The ITO will work out the exact amount allowable to the assessee in the light of our findings.
9. The assessee has raised an additional ground of appeal to the effect that the reassessment made by the ITO under ssction 147(6) is time barred. This being a legal issue, we permit the assessee to raise the same at this stage. The assessment under Section 143(3) of the Act was completed on 29-12-1975. The notice under Section 148 of the Act was served on the assessee on 26-8-1977. Thus, the normal period of limitation under Section 153 of the Act would have expired on 25-8-1978. The ITO forwarded the draft order to the IAC under Section 144B of the Act on 21-8-1978 and passed the final order on 20-2-1979.
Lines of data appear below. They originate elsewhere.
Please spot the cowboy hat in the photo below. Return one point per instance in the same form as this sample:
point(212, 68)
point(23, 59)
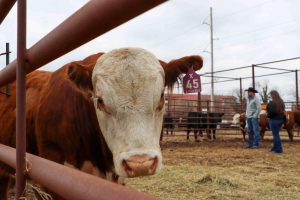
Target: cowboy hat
point(251, 89)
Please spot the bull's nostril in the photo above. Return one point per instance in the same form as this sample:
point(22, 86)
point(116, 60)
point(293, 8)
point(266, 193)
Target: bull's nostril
point(140, 165)
point(154, 165)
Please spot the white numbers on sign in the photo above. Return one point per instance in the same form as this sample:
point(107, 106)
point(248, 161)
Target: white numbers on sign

The plea of the learned representative of the assessee before us is that the provisions of Section 144B are not applicable to a case under Section 147 and as such, the reassessment order passed by the ITO on 20-2-1979 is time barred. In support of his contention, he has relied upon the decision of the Orissa High Court in the case of CIT v.Ganeshram Nayak  129 ITR 43. We are unable to accept the contention of the assessee for the simple reason that we do not subscribe to the view that the provisions of Section 144B are not applicable to a case under Section 147. It has been held by the Special Bench of the Tribunal in the case of Bela Singh Pabla v. ITO  1 ITD 370 (Delhi) that Section 144B applies to all the assessments made under Section 143(3) whether by way of original assessment or as a result of reopening of the assessment under Section 147. The authority of the Orissa High Court in Ganeshram Nayak's case (supra) cited by the learned representative of the assessee does not, strictly speaking, cover the present case. This authority merely lays down that the expression 'regular assessment' appearing in Section 273(6) of the Act is confined to Sections 143 and 144 of the Act and does not cover assessments under Section 147 and, therefore, penalty cannot be imposed under Section 273(6) for failure to estimate and pay advance tax in the assessment proceedings initiated under Section 147. It is evident that the point at issue before us, i.e., whether or not the provisions of Section 144B are applicable to a case under Section 147 was not directly before the Orissa High Court for adjudication. As against this, the Special Bench of the Tribunal has specifically dealt with this issue in the case of Bela Singh Pabla (supra). That being so, this decision of the Special Bench of the Tribunal squarely covers the present case. We would, therefore, follow the order of the Special Bench and hold that the provisions of Section 144B are applicable to the assessments made under Section 147. It is not in dispute that if the provisions of Section 144B are held to be applicable to this case, then the reassessment order passed by the ITO under Section 143(3) read with Section 147(6) is within time. We, therefore, reject the last objection of the assessee.